In den aktuellen Jahresabschlüssen der Einzelgesellschaften sowie der CSS-Gruppe und im jeweiligen Geschäftsausblick auf 2021 findet sich bezüglich der Schieflagen kein Wort.
Die CSS legt Wert auf die Feststellung, dass die Zahlungsfähigkeit der Gesellschaften jederzeit gewährleistet gewesen sei.
Bei Schieflagen
Für die Krankenkasse Sanagate ist die ganze Angelegenheit ohnehin brisant, denn die Quote von lediglich 87 Prozent bei der Solvenz wird nur erreicht, wenn die Krankenkasse eine Kapitalerhöhung von 12,7 Millionen Franken berücksichtigt.

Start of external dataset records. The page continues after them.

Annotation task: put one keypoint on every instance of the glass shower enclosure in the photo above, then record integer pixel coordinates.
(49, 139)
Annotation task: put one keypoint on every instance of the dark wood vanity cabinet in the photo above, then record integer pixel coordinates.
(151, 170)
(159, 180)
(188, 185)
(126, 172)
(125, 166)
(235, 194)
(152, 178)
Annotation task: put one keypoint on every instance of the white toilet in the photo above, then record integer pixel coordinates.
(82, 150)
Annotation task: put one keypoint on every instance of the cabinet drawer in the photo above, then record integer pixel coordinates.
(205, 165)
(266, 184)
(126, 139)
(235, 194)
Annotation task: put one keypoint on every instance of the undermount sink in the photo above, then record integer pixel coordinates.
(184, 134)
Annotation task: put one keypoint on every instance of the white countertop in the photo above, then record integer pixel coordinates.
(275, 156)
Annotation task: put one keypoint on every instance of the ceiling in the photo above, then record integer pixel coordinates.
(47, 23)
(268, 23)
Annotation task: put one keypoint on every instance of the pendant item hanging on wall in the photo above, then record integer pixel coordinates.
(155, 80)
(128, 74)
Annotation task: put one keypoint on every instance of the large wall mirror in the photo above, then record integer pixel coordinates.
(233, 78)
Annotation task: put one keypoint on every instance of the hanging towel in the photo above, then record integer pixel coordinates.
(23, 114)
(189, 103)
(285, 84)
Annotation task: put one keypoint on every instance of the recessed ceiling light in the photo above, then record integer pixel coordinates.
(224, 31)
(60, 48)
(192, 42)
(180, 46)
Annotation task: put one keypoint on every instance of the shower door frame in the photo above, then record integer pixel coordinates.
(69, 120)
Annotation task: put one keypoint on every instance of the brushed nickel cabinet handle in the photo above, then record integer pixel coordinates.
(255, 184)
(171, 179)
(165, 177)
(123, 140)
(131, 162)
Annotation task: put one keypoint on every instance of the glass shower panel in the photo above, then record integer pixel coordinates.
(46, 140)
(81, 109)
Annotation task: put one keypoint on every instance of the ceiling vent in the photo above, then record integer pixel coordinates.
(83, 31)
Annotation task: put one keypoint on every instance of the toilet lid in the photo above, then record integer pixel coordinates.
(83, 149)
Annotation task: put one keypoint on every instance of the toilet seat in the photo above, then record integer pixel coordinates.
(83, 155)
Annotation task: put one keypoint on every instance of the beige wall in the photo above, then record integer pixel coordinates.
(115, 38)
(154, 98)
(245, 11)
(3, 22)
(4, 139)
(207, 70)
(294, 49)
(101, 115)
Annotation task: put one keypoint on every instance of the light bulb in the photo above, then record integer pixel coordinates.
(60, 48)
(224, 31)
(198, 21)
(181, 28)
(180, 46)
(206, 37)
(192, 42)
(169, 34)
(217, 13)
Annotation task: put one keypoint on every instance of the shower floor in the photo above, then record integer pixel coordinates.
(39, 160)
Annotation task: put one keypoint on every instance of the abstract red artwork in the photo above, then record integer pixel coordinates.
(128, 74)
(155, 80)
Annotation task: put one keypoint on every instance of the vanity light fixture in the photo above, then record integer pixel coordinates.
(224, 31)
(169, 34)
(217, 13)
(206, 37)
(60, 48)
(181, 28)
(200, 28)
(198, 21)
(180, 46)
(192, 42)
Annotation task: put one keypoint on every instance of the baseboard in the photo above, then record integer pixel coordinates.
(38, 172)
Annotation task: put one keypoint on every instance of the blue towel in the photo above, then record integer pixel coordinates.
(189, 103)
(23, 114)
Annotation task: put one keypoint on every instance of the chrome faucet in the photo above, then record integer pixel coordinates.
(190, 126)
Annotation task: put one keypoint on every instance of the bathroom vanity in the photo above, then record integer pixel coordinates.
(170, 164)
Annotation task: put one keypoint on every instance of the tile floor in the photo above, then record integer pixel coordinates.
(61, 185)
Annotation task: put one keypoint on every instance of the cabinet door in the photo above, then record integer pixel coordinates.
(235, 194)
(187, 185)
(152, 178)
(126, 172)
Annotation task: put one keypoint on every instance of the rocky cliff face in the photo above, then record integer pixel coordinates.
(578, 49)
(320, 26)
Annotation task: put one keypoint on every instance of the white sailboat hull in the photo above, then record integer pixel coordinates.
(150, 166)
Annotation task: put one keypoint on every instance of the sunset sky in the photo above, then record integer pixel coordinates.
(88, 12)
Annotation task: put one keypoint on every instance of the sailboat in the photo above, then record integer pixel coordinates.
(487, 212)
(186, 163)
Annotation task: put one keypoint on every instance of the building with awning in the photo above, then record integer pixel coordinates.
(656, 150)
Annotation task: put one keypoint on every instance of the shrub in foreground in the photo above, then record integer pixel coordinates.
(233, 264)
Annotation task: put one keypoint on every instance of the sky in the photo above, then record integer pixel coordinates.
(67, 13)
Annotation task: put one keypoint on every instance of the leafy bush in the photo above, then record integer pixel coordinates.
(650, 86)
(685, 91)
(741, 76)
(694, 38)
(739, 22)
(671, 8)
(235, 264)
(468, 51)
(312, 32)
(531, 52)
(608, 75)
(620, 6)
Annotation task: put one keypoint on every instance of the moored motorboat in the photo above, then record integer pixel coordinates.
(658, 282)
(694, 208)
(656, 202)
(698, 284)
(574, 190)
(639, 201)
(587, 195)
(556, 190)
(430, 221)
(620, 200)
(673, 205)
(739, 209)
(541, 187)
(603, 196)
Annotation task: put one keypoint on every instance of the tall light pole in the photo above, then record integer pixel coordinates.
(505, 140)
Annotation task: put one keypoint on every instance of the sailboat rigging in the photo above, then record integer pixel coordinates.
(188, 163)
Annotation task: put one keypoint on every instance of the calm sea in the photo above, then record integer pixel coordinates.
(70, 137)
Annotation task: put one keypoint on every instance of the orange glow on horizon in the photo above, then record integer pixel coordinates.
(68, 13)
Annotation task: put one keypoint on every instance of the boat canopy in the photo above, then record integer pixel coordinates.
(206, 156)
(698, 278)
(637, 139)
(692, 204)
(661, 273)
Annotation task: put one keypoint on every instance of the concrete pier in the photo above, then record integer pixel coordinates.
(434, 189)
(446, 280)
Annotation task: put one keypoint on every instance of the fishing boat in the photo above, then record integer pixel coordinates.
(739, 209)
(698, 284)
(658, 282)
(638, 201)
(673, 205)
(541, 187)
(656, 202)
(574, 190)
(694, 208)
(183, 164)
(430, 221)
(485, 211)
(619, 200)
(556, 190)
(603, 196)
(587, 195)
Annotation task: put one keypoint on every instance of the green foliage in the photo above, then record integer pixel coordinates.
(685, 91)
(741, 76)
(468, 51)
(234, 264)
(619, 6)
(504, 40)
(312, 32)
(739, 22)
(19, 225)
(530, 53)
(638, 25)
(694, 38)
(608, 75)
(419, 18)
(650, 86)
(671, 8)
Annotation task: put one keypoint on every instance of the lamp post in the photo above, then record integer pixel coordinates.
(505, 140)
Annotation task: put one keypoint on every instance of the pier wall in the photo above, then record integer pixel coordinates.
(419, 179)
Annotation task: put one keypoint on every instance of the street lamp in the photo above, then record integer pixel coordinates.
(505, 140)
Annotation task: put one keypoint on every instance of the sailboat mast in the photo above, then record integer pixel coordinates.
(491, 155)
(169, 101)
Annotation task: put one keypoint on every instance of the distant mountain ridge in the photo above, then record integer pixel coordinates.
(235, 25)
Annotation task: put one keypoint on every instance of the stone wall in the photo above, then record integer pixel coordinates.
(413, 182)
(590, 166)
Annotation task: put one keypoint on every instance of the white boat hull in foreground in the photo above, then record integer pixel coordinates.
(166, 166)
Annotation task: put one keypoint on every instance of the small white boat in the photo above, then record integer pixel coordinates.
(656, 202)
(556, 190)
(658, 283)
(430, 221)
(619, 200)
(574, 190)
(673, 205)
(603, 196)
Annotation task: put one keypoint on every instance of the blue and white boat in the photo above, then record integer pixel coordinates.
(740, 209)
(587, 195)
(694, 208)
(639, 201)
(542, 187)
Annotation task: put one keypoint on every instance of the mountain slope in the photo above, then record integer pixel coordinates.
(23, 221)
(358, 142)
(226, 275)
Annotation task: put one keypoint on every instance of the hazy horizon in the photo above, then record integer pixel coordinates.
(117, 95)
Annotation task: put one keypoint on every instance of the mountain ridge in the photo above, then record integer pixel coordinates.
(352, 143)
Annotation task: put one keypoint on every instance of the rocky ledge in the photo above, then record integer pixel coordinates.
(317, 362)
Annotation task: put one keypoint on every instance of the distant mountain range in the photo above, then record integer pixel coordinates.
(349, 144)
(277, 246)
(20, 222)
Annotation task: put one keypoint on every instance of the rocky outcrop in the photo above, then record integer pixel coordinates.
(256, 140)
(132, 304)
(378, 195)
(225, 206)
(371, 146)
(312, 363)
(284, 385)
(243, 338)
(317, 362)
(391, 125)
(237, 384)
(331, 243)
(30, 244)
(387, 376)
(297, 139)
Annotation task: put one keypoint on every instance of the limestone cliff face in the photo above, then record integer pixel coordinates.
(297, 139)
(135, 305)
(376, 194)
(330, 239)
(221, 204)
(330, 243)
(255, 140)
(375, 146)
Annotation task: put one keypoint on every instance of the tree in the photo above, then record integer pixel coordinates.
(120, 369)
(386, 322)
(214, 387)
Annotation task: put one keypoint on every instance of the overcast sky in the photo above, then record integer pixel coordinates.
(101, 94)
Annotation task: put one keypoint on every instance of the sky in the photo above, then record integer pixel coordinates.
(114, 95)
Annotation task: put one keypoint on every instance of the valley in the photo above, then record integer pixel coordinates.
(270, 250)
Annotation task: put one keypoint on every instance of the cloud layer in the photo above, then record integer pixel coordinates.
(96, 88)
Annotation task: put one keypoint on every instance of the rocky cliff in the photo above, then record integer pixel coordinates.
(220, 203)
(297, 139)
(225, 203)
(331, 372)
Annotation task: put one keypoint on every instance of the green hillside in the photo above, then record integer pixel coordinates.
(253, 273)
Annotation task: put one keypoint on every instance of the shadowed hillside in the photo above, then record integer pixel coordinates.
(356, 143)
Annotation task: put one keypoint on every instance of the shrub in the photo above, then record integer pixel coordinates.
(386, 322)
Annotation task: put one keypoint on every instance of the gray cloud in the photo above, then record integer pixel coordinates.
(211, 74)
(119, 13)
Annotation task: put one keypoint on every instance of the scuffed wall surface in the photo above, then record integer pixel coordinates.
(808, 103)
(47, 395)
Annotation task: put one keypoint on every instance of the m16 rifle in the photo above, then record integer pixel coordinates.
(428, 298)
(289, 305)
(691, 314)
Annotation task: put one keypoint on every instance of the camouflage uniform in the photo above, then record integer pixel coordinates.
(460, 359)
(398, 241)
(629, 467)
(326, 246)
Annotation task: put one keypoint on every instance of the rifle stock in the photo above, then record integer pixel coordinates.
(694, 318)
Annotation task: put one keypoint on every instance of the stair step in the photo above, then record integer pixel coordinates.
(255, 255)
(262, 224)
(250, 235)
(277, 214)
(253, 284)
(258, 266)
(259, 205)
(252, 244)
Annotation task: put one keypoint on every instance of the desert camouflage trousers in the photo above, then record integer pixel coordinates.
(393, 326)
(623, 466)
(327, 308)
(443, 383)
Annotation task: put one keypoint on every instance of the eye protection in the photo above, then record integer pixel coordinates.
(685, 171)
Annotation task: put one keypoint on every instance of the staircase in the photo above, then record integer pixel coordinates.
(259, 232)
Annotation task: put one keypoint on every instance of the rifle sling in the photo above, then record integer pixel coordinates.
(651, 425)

Diese hatte das BAG aber untersagt, weil es in der Grundversicherung keine externen Finanzierungsquellen geben darf und sogar vor dem Bundesverwaltungsgericht im Juni recht bekommen. In der Grundversicherung dürfen bei Schieflagen nur die Prämien erhöht beziehungsweise Risiken abgebaut werden.
In Absprache mit dem BAG
Durch die Fusion übernimmt die Arcosana alle Rechte und Pflichten der Sanagate, demzufolge auch die Verpflichtung für die Rückzahlung der 12,7 Millionen Franken. In Absprache mit dem BAG habe sich die CSS darauf geeinigt, dass die Arcosana die Rückzahlung nach der Fusion im ersten Quartal 2022 vornehmen werde, teilte die Krankenkassengruppe mit.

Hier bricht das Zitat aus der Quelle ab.